Post-treatment increases in SARS-CoV-2 RNA shedding levels in nasopharyngeal samples were observed on Day 10 and/or Day 14 in a subset of PAXLOVID and placebo recipients in EPIC-HR and EPIC-SR, irrespective of COVID-19 symptoms. The frequency of detection of post-treatment viral RNA rebound varied according to analysis parameters, but was generally similar among PAXLOVID and placebo recipients. A similar or smaller percentage of placebo recipients compared to PAXLOVID recipients had nasopharyngeal viral RNA results < lower limit of quantitation (LLOQ) at all study timepoints in both the treatment and post-treatment periods.

In EPIC-HR, of 59 PAXLOVID-treated subjects identified with post-treatment viral RNA rebound and with available viral sequence data, treatment-emergent substitutions in Mpro potentially reducing nirmatrelvir activity were detected in 2 (3%) subjects, including E166V in 1 subject and T304I in 1 subject. Both subjects had viral RNA shedding levels <LLOQ by Day 14.
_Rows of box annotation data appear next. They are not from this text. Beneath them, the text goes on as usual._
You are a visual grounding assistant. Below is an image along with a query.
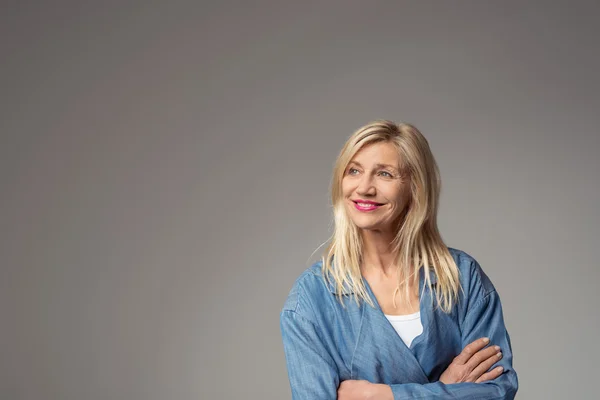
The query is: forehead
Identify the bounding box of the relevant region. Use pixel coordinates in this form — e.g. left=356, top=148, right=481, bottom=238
left=350, top=142, right=401, bottom=168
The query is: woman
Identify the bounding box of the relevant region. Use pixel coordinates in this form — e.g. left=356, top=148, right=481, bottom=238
left=281, top=120, right=518, bottom=400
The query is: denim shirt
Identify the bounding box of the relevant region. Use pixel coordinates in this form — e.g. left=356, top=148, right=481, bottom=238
left=280, top=248, right=518, bottom=400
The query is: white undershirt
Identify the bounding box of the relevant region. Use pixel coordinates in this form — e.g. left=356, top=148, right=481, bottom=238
left=385, top=311, right=423, bottom=347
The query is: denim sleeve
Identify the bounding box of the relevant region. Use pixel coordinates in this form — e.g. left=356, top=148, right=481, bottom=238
left=280, top=310, right=340, bottom=400
left=390, top=290, right=518, bottom=400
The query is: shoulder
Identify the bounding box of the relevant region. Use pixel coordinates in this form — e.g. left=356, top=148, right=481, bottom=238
left=282, top=261, right=330, bottom=319
left=448, top=247, right=496, bottom=299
Post-treatment viral RNA rebound was not associated with the primary clinical outcome of COVID-19 related hospitalization or death from any cause through Day 28 following the single 5-day course of PAXLOVID treatment. The clinical relevance of post-treatment increases in viral RNA following PAXLOVID or placebo treatment is unknown.

Cross-Resistance

Cross-resistance is not expected between nirmatrelvir and remdesivir or any other anti-SARS-CoV-2 agents with different mechanisms of action (i.e., agents that are not Mpro inhibitors).